Nancy Kessler and Ann Johnson stood nearby with smiles on their faces, heads bobbing in time to the lilting tune.
“You just can’t be sad and listen to this,” said Nancy’s husband, Dean Kessler, as he watched the piano keys magically move up and down.
The 97-year-old musical instrument is the newest addition to The Link in Carey. The Kesslers, who are part of this nonprofit group dedicated to building a stronger, more resilient community, are also responsible for bringing the piano to the East Findlay Street community center.
The player piano originally belonged to Clara Bell Lee, a sister-in-law’s aunt who was a teacher in Jackson, Michigan.
“She had this in her house as long as apparently my brother’s wife could remember,” Dean said. “At some point in the late 1970s, they decided to get rid of it and my brother said he would take it.”
The piano remained at his brother’s Bowling Green home until he moved to North Carolina a few years ago. None of his four daughters were interested in taking the piano, but the Kesslers’ daughter was, said Dean.

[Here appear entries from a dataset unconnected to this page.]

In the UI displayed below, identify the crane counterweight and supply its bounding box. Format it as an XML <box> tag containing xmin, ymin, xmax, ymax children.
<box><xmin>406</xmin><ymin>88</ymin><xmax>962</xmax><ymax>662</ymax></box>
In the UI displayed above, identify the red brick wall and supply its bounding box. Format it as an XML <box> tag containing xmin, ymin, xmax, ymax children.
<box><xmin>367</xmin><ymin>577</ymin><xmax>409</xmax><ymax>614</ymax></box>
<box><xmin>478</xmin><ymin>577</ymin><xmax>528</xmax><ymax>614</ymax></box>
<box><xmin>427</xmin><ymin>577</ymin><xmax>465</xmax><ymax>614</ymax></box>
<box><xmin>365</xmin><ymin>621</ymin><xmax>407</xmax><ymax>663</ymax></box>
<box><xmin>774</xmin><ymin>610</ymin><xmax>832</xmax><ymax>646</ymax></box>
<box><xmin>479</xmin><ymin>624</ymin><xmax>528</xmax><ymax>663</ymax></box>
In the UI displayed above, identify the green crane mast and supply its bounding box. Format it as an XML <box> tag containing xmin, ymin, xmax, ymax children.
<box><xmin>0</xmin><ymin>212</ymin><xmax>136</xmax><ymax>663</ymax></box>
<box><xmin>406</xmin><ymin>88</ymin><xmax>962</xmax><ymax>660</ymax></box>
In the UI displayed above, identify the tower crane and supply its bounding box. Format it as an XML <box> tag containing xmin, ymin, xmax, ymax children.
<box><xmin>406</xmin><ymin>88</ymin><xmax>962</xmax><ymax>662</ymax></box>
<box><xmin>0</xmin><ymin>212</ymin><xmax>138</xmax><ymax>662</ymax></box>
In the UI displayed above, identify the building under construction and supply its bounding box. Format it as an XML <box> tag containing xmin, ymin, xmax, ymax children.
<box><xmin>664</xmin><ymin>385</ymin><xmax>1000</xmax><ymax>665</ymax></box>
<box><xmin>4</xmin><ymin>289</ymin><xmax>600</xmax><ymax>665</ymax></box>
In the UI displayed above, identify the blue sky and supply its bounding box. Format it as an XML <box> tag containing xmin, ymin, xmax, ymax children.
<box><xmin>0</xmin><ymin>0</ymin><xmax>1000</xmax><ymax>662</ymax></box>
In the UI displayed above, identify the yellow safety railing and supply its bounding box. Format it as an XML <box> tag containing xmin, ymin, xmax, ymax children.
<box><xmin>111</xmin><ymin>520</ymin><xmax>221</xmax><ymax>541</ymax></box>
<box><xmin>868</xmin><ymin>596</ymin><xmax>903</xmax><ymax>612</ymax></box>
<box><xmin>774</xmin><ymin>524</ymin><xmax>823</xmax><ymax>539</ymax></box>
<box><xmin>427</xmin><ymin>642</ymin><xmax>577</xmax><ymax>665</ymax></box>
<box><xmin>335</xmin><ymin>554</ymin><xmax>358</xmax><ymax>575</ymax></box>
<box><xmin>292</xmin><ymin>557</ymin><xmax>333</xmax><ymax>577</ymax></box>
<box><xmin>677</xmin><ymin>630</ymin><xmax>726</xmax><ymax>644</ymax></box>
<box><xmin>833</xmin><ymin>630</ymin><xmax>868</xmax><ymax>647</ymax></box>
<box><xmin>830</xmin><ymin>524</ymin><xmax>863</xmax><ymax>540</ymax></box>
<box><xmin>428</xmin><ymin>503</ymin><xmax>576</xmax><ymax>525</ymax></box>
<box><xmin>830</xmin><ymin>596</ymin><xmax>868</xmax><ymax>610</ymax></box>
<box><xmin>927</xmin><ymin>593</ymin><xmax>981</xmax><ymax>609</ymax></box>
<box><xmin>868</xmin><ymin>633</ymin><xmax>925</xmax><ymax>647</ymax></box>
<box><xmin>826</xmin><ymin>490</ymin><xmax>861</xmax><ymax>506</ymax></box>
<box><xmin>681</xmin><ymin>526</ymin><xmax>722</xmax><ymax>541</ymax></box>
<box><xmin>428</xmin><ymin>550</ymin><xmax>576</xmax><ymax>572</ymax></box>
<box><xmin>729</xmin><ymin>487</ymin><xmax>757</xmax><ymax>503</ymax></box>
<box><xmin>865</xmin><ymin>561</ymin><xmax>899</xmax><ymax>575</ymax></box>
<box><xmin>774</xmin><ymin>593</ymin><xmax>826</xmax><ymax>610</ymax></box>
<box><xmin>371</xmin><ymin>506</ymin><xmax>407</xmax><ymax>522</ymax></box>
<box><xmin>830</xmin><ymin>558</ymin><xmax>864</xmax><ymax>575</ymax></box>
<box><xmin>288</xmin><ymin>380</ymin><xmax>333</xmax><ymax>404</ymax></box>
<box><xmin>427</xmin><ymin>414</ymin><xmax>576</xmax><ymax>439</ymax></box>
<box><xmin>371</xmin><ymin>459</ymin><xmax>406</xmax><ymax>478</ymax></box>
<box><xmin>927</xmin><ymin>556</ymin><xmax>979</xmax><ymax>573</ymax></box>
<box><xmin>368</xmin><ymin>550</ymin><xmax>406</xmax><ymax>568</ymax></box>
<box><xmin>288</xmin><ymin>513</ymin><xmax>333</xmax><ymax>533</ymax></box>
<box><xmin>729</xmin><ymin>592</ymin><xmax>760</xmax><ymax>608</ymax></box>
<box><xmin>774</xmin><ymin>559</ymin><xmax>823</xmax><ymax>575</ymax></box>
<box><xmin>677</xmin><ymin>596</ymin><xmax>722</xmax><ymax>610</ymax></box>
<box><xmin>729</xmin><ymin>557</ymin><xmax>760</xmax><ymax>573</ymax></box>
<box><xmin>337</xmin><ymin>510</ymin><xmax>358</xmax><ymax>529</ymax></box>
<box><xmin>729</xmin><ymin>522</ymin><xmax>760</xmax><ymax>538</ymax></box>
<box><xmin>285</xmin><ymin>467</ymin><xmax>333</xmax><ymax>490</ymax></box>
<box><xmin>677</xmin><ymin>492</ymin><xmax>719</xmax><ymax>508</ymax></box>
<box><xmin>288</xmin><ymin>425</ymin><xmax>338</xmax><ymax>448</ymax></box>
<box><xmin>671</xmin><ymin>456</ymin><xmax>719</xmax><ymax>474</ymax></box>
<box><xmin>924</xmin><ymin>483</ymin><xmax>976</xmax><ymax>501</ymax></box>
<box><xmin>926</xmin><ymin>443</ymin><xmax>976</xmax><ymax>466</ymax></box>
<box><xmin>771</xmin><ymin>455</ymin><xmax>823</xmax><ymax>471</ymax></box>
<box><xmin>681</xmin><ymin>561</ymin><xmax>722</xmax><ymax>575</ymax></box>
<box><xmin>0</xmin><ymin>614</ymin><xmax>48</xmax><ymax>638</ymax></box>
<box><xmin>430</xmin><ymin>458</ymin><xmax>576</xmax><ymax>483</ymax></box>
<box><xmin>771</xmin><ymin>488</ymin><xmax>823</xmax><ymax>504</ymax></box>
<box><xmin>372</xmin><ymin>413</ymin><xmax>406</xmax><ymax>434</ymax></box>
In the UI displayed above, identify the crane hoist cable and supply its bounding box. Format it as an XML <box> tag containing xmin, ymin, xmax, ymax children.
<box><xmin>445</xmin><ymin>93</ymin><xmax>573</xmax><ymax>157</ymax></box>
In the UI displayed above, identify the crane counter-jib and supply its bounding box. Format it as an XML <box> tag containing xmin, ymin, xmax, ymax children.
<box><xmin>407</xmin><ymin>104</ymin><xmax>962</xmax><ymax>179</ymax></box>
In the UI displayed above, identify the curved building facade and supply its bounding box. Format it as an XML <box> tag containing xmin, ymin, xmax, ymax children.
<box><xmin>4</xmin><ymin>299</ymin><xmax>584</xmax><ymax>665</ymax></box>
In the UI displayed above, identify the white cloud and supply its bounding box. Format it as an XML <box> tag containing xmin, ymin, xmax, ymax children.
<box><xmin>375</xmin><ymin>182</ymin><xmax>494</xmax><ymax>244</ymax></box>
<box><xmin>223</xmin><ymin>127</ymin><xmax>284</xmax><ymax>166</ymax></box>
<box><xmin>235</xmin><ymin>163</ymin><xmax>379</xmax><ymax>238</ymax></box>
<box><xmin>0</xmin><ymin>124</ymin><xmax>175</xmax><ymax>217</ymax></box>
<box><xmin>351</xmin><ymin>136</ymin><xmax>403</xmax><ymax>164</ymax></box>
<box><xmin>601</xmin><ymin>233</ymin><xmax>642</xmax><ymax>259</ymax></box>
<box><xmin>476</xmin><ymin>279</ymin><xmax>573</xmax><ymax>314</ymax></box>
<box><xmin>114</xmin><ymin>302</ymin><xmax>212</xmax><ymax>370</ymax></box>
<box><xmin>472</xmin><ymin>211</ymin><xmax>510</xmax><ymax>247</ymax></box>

The dark, wooden upright piano was made by the Conway Co. of Boston, while a brass plate near the piano roll box reads Goosman Piano Co., Toledo. In researching the serial number found inside, they learned that the piano is 97 years old.
Over time, the bellows — the part of the instrument that creates a vacuum and causes the notes to play — had gone bad, Dean said.

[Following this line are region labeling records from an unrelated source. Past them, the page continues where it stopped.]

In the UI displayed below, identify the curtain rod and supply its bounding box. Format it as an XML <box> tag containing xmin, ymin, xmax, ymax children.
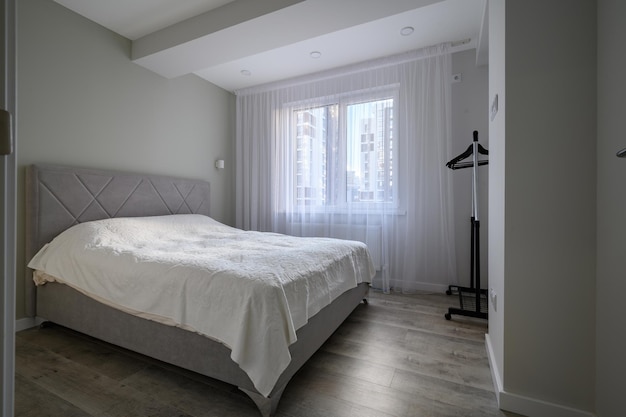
<box><xmin>234</xmin><ymin>38</ymin><xmax>472</xmax><ymax>96</ymax></box>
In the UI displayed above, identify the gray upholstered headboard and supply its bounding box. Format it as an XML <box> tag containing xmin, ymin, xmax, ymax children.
<box><xmin>25</xmin><ymin>165</ymin><xmax>210</xmax><ymax>315</ymax></box>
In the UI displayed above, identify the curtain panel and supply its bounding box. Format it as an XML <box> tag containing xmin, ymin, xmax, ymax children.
<box><xmin>235</xmin><ymin>45</ymin><xmax>457</xmax><ymax>292</ymax></box>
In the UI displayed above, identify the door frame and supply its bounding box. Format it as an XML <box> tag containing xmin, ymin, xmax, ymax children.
<box><xmin>0</xmin><ymin>0</ymin><xmax>17</xmax><ymax>417</ymax></box>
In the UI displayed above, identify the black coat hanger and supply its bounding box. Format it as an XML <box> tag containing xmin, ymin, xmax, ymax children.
<box><xmin>446</xmin><ymin>130</ymin><xmax>489</xmax><ymax>169</ymax></box>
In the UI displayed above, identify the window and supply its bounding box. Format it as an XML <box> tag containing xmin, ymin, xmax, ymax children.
<box><xmin>291</xmin><ymin>91</ymin><xmax>397</xmax><ymax>209</ymax></box>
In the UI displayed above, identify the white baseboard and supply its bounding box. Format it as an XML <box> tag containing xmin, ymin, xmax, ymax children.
<box><xmin>485</xmin><ymin>334</ymin><xmax>596</xmax><ymax>417</ymax></box>
<box><xmin>15</xmin><ymin>317</ymin><xmax>44</xmax><ymax>332</ymax></box>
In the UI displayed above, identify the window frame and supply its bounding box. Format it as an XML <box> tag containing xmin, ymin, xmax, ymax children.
<box><xmin>283</xmin><ymin>85</ymin><xmax>401</xmax><ymax>213</ymax></box>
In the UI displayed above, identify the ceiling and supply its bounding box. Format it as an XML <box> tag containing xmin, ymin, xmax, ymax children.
<box><xmin>55</xmin><ymin>0</ymin><xmax>487</xmax><ymax>91</ymax></box>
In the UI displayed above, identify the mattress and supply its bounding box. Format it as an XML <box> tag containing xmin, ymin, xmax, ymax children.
<box><xmin>29</xmin><ymin>214</ymin><xmax>375</xmax><ymax>396</ymax></box>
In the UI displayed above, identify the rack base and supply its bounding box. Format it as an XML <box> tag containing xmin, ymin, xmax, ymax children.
<box><xmin>445</xmin><ymin>285</ymin><xmax>489</xmax><ymax>320</ymax></box>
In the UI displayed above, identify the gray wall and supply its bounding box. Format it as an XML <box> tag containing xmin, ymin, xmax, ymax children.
<box><xmin>17</xmin><ymin>0</ymin><xmax>234</xmax><ymax>318</ymax></box>
<box><xmin>596</xmin><ymin>0</ymin><xmax>626</xmax><ymax>417</ymax></box>
<box><xmin>445</xmin><ymin>49</ymin><xmax>489</xmax><ymax>288</ymax></box>
<box><xmin>488</xmin><ymin>0</ymin><xmax>596</xmax><ymax>417</ymax></box>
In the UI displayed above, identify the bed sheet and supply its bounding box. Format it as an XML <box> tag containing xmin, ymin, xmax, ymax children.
<box><xmin>28</xmin><ymin>214</ymin><xmax>375</xmax><ymax>396</ymax></box>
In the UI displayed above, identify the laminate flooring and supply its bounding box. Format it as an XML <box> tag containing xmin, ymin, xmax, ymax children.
<box><xmin>15</xmin><ymin>291</ymin><xmax>517</xmax><ymax>417</ymax></box>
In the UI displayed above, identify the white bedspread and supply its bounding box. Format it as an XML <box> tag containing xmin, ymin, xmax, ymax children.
<box><xmin>28</xmin><ymin>214</ymin><xmax>375</xmax><ymax>396</ymax></box>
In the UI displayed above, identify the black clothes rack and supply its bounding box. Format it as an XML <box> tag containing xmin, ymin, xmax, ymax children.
<box><xmin>445</xmin><ymin>131</ymin><xmax>489</xmax><ymax>320</ymax></box>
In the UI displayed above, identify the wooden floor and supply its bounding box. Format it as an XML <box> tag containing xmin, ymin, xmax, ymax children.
<box><xmin>15</xmin><ymin>292</ymin><xmax>515</xmax><ymax>417</ymax></box>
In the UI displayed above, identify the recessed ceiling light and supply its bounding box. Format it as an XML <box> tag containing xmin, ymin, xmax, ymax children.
<box><xmin>400</xmin><ymin>26</ymin><xmax>415</xmax><ymax>36</ymax></box>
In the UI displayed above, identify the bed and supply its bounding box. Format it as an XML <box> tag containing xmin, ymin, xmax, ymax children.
<box><xmin>26</xmin><ymin>165</ymin><xmax>374</xmax><ymax>416</ymax></box>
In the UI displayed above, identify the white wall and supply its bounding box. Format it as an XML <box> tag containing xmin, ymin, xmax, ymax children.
<box><xmin>17</xmin><ymin>0</ymin><xmax>234</xmax><ymax>318</ymax></box>
<box><xmin>489</xmin><ymin>0</ymin><xmax>596</xmax><ymax>417</ymax></box>
<box><xmin>596</xmin><ymin>0</ymin><xmax>626</xmax><ymax>417</ymax></box>
<box><xmin>486</xmin><ymin>0</ymin><xmax>507</xmax><ymax>395</ymax></box>
<box><xmin>446</xmin><ymin>49</ymin><xmax>489</xmax><ymax>288</ymax></box>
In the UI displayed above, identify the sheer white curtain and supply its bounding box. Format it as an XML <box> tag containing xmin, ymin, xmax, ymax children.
<box><xmin>235</xmin><ymin>45</ymin><xmax>456</xmax><ymax>292</ymax></box>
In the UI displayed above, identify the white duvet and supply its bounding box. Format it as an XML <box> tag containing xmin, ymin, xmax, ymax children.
<box><xmin>28</xmin><ymin>214</ymin><xmax>375</xmax><ymax>396</ymax></box>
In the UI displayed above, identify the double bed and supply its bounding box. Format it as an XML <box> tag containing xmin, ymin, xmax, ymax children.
<box><xmin>26</xmin><ymin>165</ymin><xmax>374</xmax><ymax>416</ymax></box>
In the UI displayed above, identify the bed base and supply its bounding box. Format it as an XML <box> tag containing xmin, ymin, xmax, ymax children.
<box><xmin>37</xmin><ymin>283</ymin><xmax>369</xmax><ymax>417</ymax></box>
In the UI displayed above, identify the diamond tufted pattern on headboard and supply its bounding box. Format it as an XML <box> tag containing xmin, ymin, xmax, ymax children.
<box><xmin>25</xmin><ymin>165</ymin><xmax>210</xmax><ymax>314</ymax></box>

“You have to pump these old player pianos. And it has an accumulator in it so that when the piano plays, it makes the roll run at the speed it’s set to run,” he explained. “So you would sit there and you would pump and pump and pump and the roll would barely run. You couldn’t even recognize the song because it was so leaky.”
Their daughter kept the piano in her Norwalk home for three years, then needed the space for a new piece of furniture. But she felt bad about getting rid of the instrument, even though it hardly worked, said Dean.
He went online and found a YouTube video that showed how to make a player piano automatic by using a Shop-Vac and some PVC pipe.
“I contacted my daughter, not knowing whether I could do it, and said, ‘We’ll move it to The Link in Carey if I can get it to work,'” said Dean.
He had a new Shop-Vac in his basement that he’d bought on sale and never used. Within two hours, the piano was working again.
Overall, it’s not in bad condition, the couple noted.
“The varnish is kind of crinkled in places,” said Dean, adding that three keys tend to stay down, and the tempo is off a bit.
“As many times as it’s been moved, it’s not in too bad a tune. It’s not perfect, but it’s not bad.”
The front cover was also replaced with Plexiglas so the inner workings can be observed as it plays.
The piano came with 80 rolls of music. Nancy said a few are fairly recent, but most are older tunes.
“Some of the old stuff is fun because you’re familiar with it,” she said. “But some of the old stuff is old enough you just have no clue what it is.”
Dean wanted to add a few modern songs, so he purchased six rolls from QRS, a company in Pennsylvania that still produces them.
A few weeks later, a friend sent Nancy a picture of an online garage sale offering two boxes of piano rolls, free for the taking. The person who owned them lived nearby, and the couple found there were 180 rolls in all, including movie and TV theme songs and lots of music from the 1960s, ’70s and ’80s.
“Whoever owned them really like Barry Manilow, Kenny Rogers,” said Nancy.
Dean estimated that the music rolls, a gift from Denise Crawford Blair, are valued at about $2,000.
“When her uncle passed away, the piano went to her mother and then to her,” said Nancy. “She was able to give the piano away, but for whatever reason, the person did not want the rolls. The last thing she said was, ‘My aunt and uncle are smiling down from heaven, I’m sure.'”
The couple went through every box.
“On the end of some of the rolls it has the title, but not on all of them,” said Nancy. “But all piano rolls (unless it’s an instrumental) have the words on them. It was like the first karaoke.”
As the notes play, the printed words to the song can be seen on the side of the roll.
“So if the title wasn’t there, we’d have to unroll until we get to the part where the words are,” she said.
If the song wasn’t familiar to them, they quizzed the Siri app.
Cataloging all of the music took about a week. Now the boxes are color coded and numbered, and a master list of all of the song titles has been compiled. Now it’s easy to find “A Spoonful of Sugar” from “Mary Poppins,” Don McLean’s “American Pie,” “Beer Barrel Polka,” the “Hill Street Blues” theme song or something by the Beatles.
They also found some treasures in the collection, including a gold box that was recorded for the “Celebrity Series” by world-renowned pianist Marian McPartland, and a roll that features Liberace playing a medley of George Gershwin hits, recorded July 13, 1972. Dean said nearly all of the other rolls were performed by Rudy Martin and J. Lawrence Cook, prolific piano roll artists.
Everyone who visits has been fascinated by the player piano since its arrival in May, said Dean. Nancy said they’ve been brainstorming ideas for special programs, including a sing-along, Name That Tune night and a request night.
“It’s just been a whole lot of fun,” she said. “Steve Martin one time said, ‘You can’t hear a banjo and be sad.'”
“It’s basically the same thing,” added Dean. “You can’t be sad and listen to a player piano. It’s just fun.”